Friday, February 13, 2015

"You Cannot Stay Here"

The harder I try to hold on to things the faster they seem to slip away. There seems to be this kind of invisible current that is pulling us off into different directions, like stars hurtling away from each other at unbelievable speeds. In space the distances involved are so vast that the movements appear minuscule, and we think we are being stationary but that isn't true. We all have this kind of yearning inside us, to get back to some kind of home. A place of origin. Paradise. Maybe it's part of our subconscious, to always seek the safety and familiarity of the womb from which we came. But we can't go back. We are moving away from home as steadily as the hour hands on a clock with a blank face. Some of us move to ruin, others to plenty, and others are destined to die in a strange land, plucked off this earth in the spring of our youth and without the slightest sympathy for the life we could have lived. I sigh heavily at the sheer scale and monstrosity of it all. We are so powerless.

I want to go back to Syria. I want to have a home there, and to have the life I dreamed of for myself and my family. It is true that I might - one day - visit it again. This nightmare might finally end, but it feels as if the die has been cast and many of us have already been jolted onto a new track. This is a permanent change, and it is a frightening thought because we don't know where this track leads, and what will happen to us. The destinies of hundreds of thousands, if not millions, of Syrians have been scattered apart like shooting stars from the explosions of the last four years. I feel afraid. I think of leaving behind the land where my grandparents are buried, of the colour of the soil and the warmth of the sun on my face as I breathed in the air of that land. I think of strange people who will walk past their tombstones in the years to come and they won't feel anything when they read the names. These people will not care about what happened on this earth, and about all the things that passed before them.

When I was young I was taught the story of how Abraham and his family moved beyond the grazing areas of their tribe. He had to set off alone to new pastures, to new lands, because he simply couldn't stay anymore. I wonder what he felt like as he moved away into the unknown, leaving behind everything that he knew. The Middle East back then wasn't what it is today. It was a vaster, emptier place. He must have felt very lonely, very worried, as he picked his way through the wilderness. In Arabic we call Abraham, "al Awah". In its simplest translation it means the one who says, "Oh!" or "Ah!" a lot, as if sighing. It implies a man with a sensitive and tender heart, one who feels the suffering of existence and the burden that life places on us. And when he had given up hope of having any children, it is told that the angels came down to see him, and that they said to him his children will be as numerous as the stars he could see in the sky above. I once saw the night sky over Syria when all the lights went out, it took my breath away and I realised how small, how insignificant I was in front of this universe. If we were all snuffed out in an instant nobody would even notice, and yet we live on.
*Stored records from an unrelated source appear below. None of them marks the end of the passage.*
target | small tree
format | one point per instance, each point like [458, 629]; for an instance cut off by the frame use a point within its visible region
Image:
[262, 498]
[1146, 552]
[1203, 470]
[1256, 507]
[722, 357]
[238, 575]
We are some of those stars, the children of Abraham, and through no fault of our own we are being forced to go down the same difficult and uncertain journey. It started when we stood up for what we believed in. We couldn't stay the way we were. Something had to change. We were so frightened, and we are still frightened, but we keep moving. The graves of my forefathers are cold, their bones rest and their souls say to me, "you cannot stay here", but I don't know where to go, or what to do when I get there. It is tempting and feels liberating to stop struggling against the current, to let it carry me. In the distance people who are dear to me are still kicking, they call to me and I call back for now. But soon we will all have to face the silence and emptiness alone.